At Quinn’s apartment they stopped making love at three in the morning, not because they were finished, they were only beginning; but it came to Quinn that if Renata really did want to go home for her own Changó beads and to see her parents, this was the time. Checking out the home of a museum guide who knew a dead rebel would be low priority on the night the police and the army were out in major numbers tracking the two killers of Fermín Quesada. Renata said Quinn’s suggestion was perfect and they would not even have to park near her house. They could park on the next street and keep hidden by tall bougainvillea the whole length of her garden, and go in through the French doors to the house.

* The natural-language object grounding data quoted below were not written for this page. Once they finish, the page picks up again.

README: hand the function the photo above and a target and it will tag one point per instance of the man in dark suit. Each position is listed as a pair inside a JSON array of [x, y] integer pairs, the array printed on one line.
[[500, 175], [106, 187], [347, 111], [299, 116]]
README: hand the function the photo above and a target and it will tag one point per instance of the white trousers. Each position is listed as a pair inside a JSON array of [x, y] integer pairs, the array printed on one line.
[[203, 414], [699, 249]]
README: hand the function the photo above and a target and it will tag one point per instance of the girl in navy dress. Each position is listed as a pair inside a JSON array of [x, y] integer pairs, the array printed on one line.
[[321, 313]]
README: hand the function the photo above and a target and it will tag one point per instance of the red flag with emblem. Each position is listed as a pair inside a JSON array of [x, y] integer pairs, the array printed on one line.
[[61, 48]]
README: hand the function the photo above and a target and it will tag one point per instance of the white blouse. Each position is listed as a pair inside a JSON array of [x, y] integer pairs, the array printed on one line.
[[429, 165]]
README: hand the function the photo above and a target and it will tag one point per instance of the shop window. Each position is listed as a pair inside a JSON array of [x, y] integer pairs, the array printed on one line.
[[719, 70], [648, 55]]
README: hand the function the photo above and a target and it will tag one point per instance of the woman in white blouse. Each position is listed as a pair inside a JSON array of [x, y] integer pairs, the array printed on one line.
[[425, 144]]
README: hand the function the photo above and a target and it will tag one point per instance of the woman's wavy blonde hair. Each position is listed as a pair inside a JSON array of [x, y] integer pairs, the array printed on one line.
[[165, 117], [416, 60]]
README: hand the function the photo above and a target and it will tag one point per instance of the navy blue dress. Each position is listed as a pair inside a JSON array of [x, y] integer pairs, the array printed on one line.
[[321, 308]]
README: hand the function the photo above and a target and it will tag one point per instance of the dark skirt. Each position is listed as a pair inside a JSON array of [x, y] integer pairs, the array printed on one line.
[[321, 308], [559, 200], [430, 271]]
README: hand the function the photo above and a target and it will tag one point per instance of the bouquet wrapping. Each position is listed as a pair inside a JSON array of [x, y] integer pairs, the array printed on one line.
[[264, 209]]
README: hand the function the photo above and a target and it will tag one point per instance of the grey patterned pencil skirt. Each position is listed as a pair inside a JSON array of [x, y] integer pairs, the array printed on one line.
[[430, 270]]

From the bougainvillea they saw no one, only the light in Renata’s kitchen, and just before four o’clock they entered her home like burglars. She took Quinn to the living room and he sat alone with the light from a street lamp glinting on the crystal chandelier, the huge silver punch bowl, and large silver-framed photos he could barely see but presumed were her parents. As he gained power over the darkness he saw a painting that demanded his gaze — a full-length albino figure, faceless except for cutout eyes, embracing a black figure with a hidden face, the albino holding a fish that was grinning like a devil. The figures were overlain with strands of seaweed, and the image haunted Quinn. He remembered a similar painting in the Bellas Artes, obviously by the same artist, illuminating the grisly myth of Sikan, who was beheaded for revealing the secret of the god Tanze; and in days to come Renata would tell him the grislier tale of the painter herself, dead of suicide.

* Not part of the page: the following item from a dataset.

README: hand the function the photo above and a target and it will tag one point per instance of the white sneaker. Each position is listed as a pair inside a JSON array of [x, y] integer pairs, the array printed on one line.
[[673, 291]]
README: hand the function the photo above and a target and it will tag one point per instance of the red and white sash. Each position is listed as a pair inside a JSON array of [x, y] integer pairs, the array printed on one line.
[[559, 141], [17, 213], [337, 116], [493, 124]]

Renata had gone quietly upstairs to her mother’s bed, knelt beside it and whispered “Mami,” then shushed her mother and held her arm so she would not move it and wake her sleeping husband. She backed away, beckoning her mother, and they retreated to Renata’s room where she delivered a capsule history of two days of death, terror, and fear of the police who wanted to interrogate her as the friend of a Palace attacker. I knew him only through his painting, Mamita, it is such a tragedy. I am all right, as you can see and I have Esme’s car and I have a friend downstairs, an americano who helped me, and we’re going to Cárdenas to stay with Tía Gabriela, but you must tell no one where I am or they will come and arrest me. I need clothes and money, Mamita, and don’t tell Papa or he will be furious and think I’m in politics. But the politics are not mine; they belong to an artist I knew who is dead.
While her mother went to get money Renata pulled from under her bed the large cardboard box where she kept valuables and letters. She took out the red and white Changó beads and put them around her neck. She uncovered the three pistols she kept in the box, put two back and kept the Colt Cobra.38, which she wrapped in her underwear and put in the suitcase along with blouses, skirts, makeup, hairbrush, toiletries, and the bottle of perfume, Gardenia, that Alejo Carpentier gave her.
Her mother sat on the bed by the suitcase and handed Renata six hundred dollars in cash, all she had in the house. Renata said that’s wonderful, tell Papa I love him and I will call, or maybe someone else will call and say the clock is fixed, which will mean I am all right.
“Natita,” said her mother, “you are a problem child and you do not tell the truth. I won’t ask what this is about for it will kill me if it is what I think it is, and kill your father before it kills me. You have a second life. One life is not enough for you. You are the strangest child and I love you for that, but be careful with your precious life and do not be crazy. Now take me down to meet your American. Is he Catholic? Does he have money?”
Quinn instantly recognized Renata in her mother’s beauty, obviously a genetic gift to this family. Even in her tightly clutched silk robe she had the elegant, lustrous look of a silent movie vamp — Dolores del Rio came to mind.